International Markets and CDMO
International business recorded consolidated revenue growth of 5% to
INR 1587 crores in FY24 vs INR 1509 crores in FY23. ROW branded generics business
delivered strong growth on the back of new launches; US business registered mid-teens
growth and the CDMO business continued its growth trajectory of clocking INR 400+ crores
revenue in FY24 as well; registering a compounded annual growth rate of 31% in 3 years.
However, overall revenue growth was influenced by strategic decisions made in our
international operations, particularly in South Africa. Our operations in Russia have also
shown promising growth this FY24. New concepts in lozenges manufacturing and entry into
new geographies (UAE) have sustained the accelerated growth for our international
business. We continue to remain bullish on increasing demand in our covered
international markets in the future.
Notably, CDMO business for us is now 27% of the total international
business as compared to 20% in FY21. Anticipating a rising demand for high-quality
lozenges, we are expanding our manufacturing capacity annually. Looking forward, we plan
to diversify our lozenge portfolio by entering into new categories such as sleep
disorder, pain management, immunity boosters, and anti-inflammatory products.
Additionally, our focus on introducing newer technologies for sustaining our
technological lead in herbal and medicated lozenges manufacturing underscore our
commitment to sustained growth and leadership in the global market. With these strategic
initiatives in place, we are targeting to achieve $100 million in revenue from our CDMO
business within the next three to five years.

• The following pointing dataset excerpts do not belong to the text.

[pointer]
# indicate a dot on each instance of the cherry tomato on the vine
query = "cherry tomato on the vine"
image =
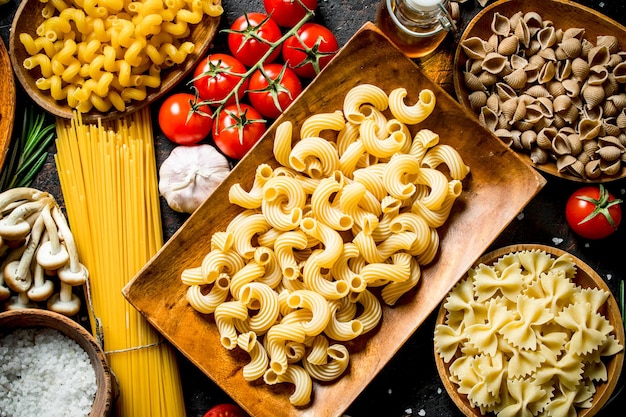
(238, 128)
(250, 36)
(272, 88)
(310, 49)
(225, 410)
(593, 212)
(217, 75)
(288, 12)
(183, 123)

Building a sustainable future for good health We prioritize advancing
our Environmental, Social, and Governance (ESG) initiatives, integrating responsible
practices throughout our entire business. Our efforts have led to a 9% reduction in total
energy consumption within the organization and a 16.67% reduction in Scope 1 and Scope
2 emissions in FY24 compared to the previous year. Additionally, we have implemented
various green initiatives such as renewable hybrid power supply and zero liquid discharge
sites. In FY23, we published our 2nd ESG report aligned with international standards like
the Global Reporting Initiative (GRI) framework, and integrated it with the Sustainable
Development Goals (SDGs). This underscores our dedication to fostering a sustainable
future and promoting transparency in our journey towards achieving our ESG objectives.

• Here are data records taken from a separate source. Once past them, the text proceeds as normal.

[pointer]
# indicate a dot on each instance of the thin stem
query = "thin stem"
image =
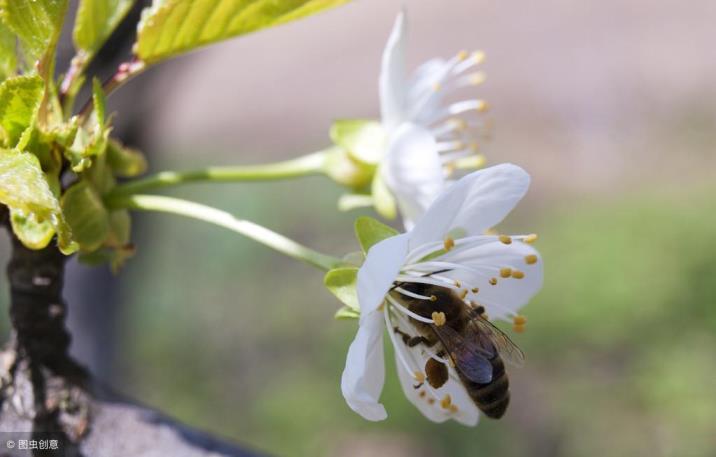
(310, 164)
(124, 73)
(223, 219)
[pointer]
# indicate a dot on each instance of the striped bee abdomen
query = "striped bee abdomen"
(494, 397)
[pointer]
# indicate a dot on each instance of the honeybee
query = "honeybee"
(474, 346)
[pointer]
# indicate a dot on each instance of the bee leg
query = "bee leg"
(412, 341)
(404, 335)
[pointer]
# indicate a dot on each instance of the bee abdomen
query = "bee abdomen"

We are deeply committed to corporate social responsibility (CSR) and
actively engage in a variety of initiatives. Our CSR efforts span healthcare, education,
environmental sustainability, poverty alleviation, and responding compassionately to other
societal needs as they arise. These initiatives reflect our dedication to making a
positive impact beyond business and contributing meaningfully to the communities in which
we operate. Diversity, Equity and Inclusion (DE&I) is another significant area I want
to highlight. We have seen female representation in FY24 within our company at 11 % of
the permanent workforce and with the implementation of JB's new dE&I charter, it
will continue to remain a key growth area for us in the coming times.
Looking Ahead
Looking forward, we are enthusiastic about the opportunities ahead. Our
dedication to delivering lasting value to shareholders, upholding exemplary corporate
governance, and positively impacting our communities remains unwavering.

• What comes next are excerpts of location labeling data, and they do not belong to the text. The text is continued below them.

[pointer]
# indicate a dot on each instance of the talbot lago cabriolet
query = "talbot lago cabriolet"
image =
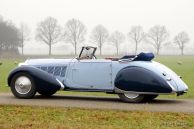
(134, 78)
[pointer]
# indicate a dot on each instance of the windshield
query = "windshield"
(87, 53)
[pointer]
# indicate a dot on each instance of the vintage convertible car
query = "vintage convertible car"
(134, 78)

With a continued focus on our domestic business and CDMO business, we
are poised for sustained revenue growth and while doing so, we remain anchored to our
purpose of contributing to healthcare, supporting healthcare providers, and enriching
patients' lives. As we embark on this new chapter, I am confident that the growth
trajectory for JB Pharma is only going to be 'Onwards & Upwards' from here on. Let
us continue to collaborate, support one another, and make the upcoming year our most
successful yet.
Thank you for your unwavering support and dedication.